3. Tyler Griffey took that shot. And he knew it was going in. Would Griffey have slipped that screen and been ready to kill a team's hopes like that last season? I say no. He says no.

But dude is playing with confidence. He led the team in shots with 13. There was one score in particular that stood out to me – a drive to the basket. He caught the ball at the top of the lane and put the ball on the floor and rose to the rim and put it in. He made it look easy, but it's clear he's thinking of ways to score before he catches the ball.

He can bust a shot. That's easy. He could settle for that all day. But he's attacking and seeking and driving.

And draining game winners. Good for him. What's good for him is good for Illinois.

4. Bounce back Tracy. Hey, we've all been there – bad day at work, speeding ticket, speeding ticket after a bad day at work. It happens.

When a day goes south, you've got to bounce back. You can't have two bad days at work in a row. Abrams, to put it nicely, did not play well Sunday. He didn't score, had four turnovers and played a season low 18 minutes.

I thought the press rattled him early.
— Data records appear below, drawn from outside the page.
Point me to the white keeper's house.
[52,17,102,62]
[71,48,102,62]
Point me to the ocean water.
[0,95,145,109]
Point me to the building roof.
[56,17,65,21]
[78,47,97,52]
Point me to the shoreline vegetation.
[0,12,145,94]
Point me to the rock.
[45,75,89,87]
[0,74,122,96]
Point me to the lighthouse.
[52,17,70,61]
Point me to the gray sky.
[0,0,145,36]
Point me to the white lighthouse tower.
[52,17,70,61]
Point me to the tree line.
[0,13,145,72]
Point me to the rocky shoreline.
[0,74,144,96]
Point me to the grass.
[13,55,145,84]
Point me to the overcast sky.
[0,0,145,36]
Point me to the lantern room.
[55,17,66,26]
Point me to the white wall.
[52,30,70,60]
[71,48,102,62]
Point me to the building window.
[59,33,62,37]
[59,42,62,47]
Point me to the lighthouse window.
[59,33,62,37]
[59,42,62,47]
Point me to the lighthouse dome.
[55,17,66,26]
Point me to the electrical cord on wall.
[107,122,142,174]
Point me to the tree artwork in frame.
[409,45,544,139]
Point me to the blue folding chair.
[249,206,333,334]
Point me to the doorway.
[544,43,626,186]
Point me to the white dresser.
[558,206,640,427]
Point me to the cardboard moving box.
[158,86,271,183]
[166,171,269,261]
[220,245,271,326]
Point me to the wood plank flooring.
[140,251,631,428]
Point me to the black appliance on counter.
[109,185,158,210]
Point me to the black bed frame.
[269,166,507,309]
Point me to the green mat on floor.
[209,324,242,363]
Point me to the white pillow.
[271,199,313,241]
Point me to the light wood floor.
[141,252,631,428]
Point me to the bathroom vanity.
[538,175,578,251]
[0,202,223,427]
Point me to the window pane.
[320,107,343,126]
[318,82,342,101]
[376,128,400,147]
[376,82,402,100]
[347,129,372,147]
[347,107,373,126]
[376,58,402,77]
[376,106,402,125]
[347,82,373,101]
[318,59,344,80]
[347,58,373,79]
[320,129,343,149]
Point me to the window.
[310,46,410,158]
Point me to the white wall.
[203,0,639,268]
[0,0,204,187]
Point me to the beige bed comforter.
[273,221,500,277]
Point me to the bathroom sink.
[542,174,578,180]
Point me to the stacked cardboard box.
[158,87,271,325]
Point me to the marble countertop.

He had a few early turnovers and then looked tentative, which as it customarily happens, led to more turnovers.

GW's bench could feel it, too. "Eat him up," one assistant yelled to the defender on Abrams on one occasion.

It was just a tough game for Abrams. He got off to a bad start and never regained his footing mentally.

OK – so what? The team won. His older boys bailed him out. I still say Abrams is the most important player on the team. It's no coincidence to me that the offense looked really, really lame while Abrams had his worst game of the year.

Abrams needs to have two good practices leading into Wednesday's game against Georgia Tech. Just flush that game from his mind and get back on track.

I hope he comes out shooting and doesn't hesitate to take a few risks and dribbles with conviction against the Yellow Jackets.

5. Friends in low places. As in, you need friends in low places. Or in the paint. OK, so I wanted to throw a Garth Brooks reference in today for some reason. Maybe I forced it.

In any case, Illinois needs more production from Nnanna Egwu and Sam McLaurin. I get it – you can't look at the box score and say a player didn't play well just by reading the stats.

But let's just say you could. Let's take a peak:

Egwu: three shots, four points, two boards, two turnovers, three fouls.
McLaurin: no shots, three points, two boards, three turnovers, two fouls.

Looking at that, you would have to say the duo didn't impact the game much.

Wait, let's avoid the mistake of saying a player or two didn't impact the game. Egwu played 23 minutes, so he had to impact the game one way or another (if only while defending inbounds passes while he's bouncing up and down like a four-year old on a trampoline fueled by Mountain Dew).

Gardner Webb played a lot of zone, so there you go – that's probably what limited the bigs on offense. But I don't see Illinois getting by too often with that little of help from down low, at least on the boards.

Throw in Myke Henry, too. He had four points and only one rebound. That threesome is averaging 13 rebounds a game – and Sunday only had five.